If you explicitly compare two values of different types, the compiler normally catches the error. Some type mismatches aren't easy to spot, however, even for humans:
#define CHARVAL '\xff'
main()
{
unsigned char uc;
uc = CHARVAL;
if( uc == CHARVAL )
printf( "Eureka!" );
else
printf( "Oops..." );
}
The program prints Oops... which probably wasn't expected. The comparison between CHARVAL and uc is false even though both are clearly char values.
The answer lies in the way the compiler converts signed and unsigned char values into int values for internal use. The #define directive,
#define CHARVAL '\xff'
defines CHARVAL as the constant 0xff. Since no sign is specified, the compiler treats the constant as a signed char value by default. When it converts the char to an int for internal use, as it does all character values, the compiler extends the value's sign. The result is an int with the value 0xffff.
The variable uc undergoes the same internal conversion, with an important difference. Since uc is explicitly declared as unsigned, its value is converted to an int value of 0x00ff.

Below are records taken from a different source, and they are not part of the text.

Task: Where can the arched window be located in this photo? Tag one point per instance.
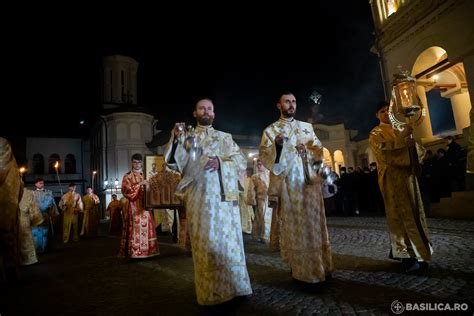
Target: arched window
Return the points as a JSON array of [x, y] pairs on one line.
[[38, 164], [70, 164], [52, 161]]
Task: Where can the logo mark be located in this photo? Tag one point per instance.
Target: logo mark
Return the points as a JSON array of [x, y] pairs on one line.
[[397, 307]]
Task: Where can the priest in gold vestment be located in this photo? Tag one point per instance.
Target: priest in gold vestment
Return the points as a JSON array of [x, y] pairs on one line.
[[209, 189], [11, 191], [403, 205], [304, 239]]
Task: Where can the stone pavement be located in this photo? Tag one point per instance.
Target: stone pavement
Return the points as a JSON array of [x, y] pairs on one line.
[[87, 278]]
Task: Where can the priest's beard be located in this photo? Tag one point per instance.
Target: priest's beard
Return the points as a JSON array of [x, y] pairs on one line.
[[288, 114], [205, 120]]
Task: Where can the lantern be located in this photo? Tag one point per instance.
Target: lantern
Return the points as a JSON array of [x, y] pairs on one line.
[[405, 106]]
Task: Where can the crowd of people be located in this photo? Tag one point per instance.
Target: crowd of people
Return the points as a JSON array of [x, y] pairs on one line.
[[283, 204]]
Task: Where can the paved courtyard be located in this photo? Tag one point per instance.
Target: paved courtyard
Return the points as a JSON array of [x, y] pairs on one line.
[[87, 278]]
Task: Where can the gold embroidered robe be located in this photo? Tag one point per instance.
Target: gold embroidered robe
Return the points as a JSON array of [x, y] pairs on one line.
[[403, 205], [304, 239], [30, 216], [71, 204], [213, 224]]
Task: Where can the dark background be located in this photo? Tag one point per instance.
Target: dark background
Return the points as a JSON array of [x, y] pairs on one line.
[[242, 57]]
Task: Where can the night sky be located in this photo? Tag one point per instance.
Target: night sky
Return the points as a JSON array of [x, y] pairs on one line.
[[243, 59]]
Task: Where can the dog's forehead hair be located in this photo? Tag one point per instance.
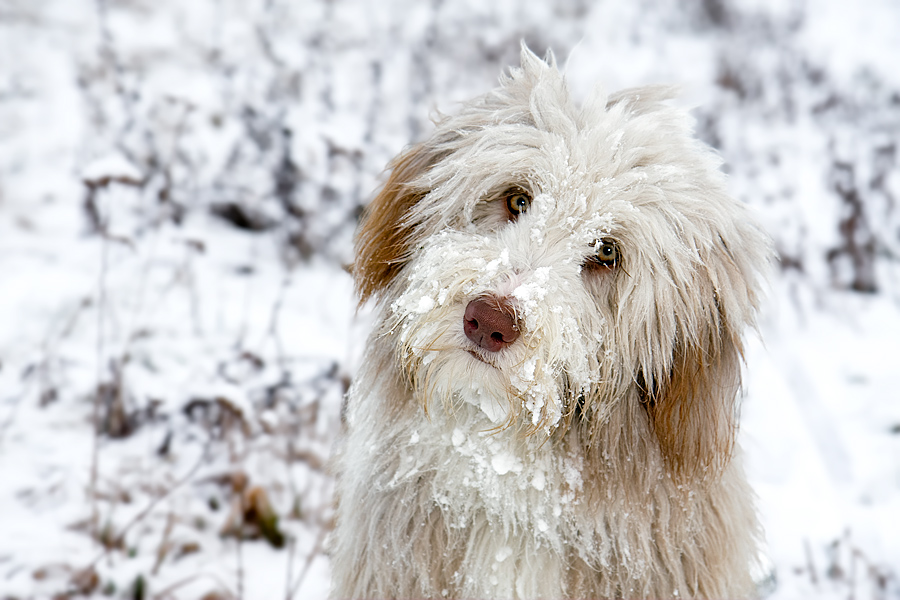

When the two int values are compared, the result is false (0xffff does not equal 0x00ff). One solution is to explicitly cast CHARVAL to the desired type:
#define CHARVAL (unsigned char)'\xff'
Now the compiler compares two unsigned char values, giving the desired result. Another solution is to make CHARVAL an int instead of a char constant:
#define CHARVAL 0xff
Both solutions give the desired result, although the second is slightly less efficient. It creates word-size, rather than byte-size, machine-code instructions.